Mahmoud Elsamadony
Update app (sync and Async requests)
c7dcb6e
from __future__ import annotations
import os
import tempfile
from typing import Dict, List, Optional, Any
import gradio as gr
import torch
from dotenv import load_dotenv
from faster_whisper import WhisperModel
from huggingface_hub import snapshot_download
# Reduce NeMo import verbosity on environments lacking certain torch.distributed symbols
os.environ.setdefault("NEMO_LOG_LEVEL", "ERROR")

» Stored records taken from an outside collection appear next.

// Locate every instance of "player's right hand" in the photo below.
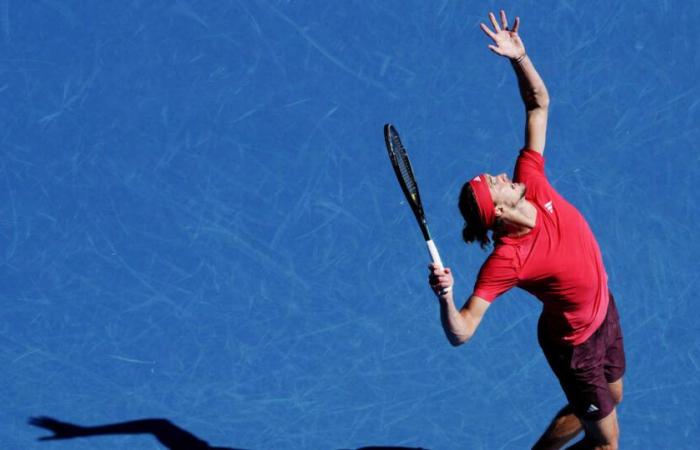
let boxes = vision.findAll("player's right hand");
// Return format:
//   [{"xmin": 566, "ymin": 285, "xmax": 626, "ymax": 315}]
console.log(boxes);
[{"xmin": 428, "ymin": 263, "xmax": 454, "ymax": 297}]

# Import NeMo for NVIDIA Sortformer diarization
try:
from nemo.collections.asr.models import SortformerEncLabelModel
NEMO_AVAILABLE = True
except ImportError:
NEMO_AVAILABLE = False
SortformerEncLabelModel = None
load_dotenv()
# ---------------------------------------------------------------------------
# Configuration via environment variables (override inside HF Space settings)
# ---------------------------------------------------------------------------
# Whisper model: use same model names as Django app (tiny, base, small, medium, large-v3)
# faster-whisper will download these automatically from Hugging Face on first run
WHISPER_MODEL_SIZE = os.environ.get("WHISPER_MODEL_SIZE", "large-v3")
# Prefer GPU on Hugging Face Spaces if available, but allow override via env
def _default_device() -> str:
try:
return "cuda" if torch.cuda.is_available() else "cpu"
except Exception:
return "cpu"
WHISPER_DEVICE = os.environ.get("WHISPER_DEVICE") or _default_device()
# Choose a sensible default compute type based on device (can be overridden by env)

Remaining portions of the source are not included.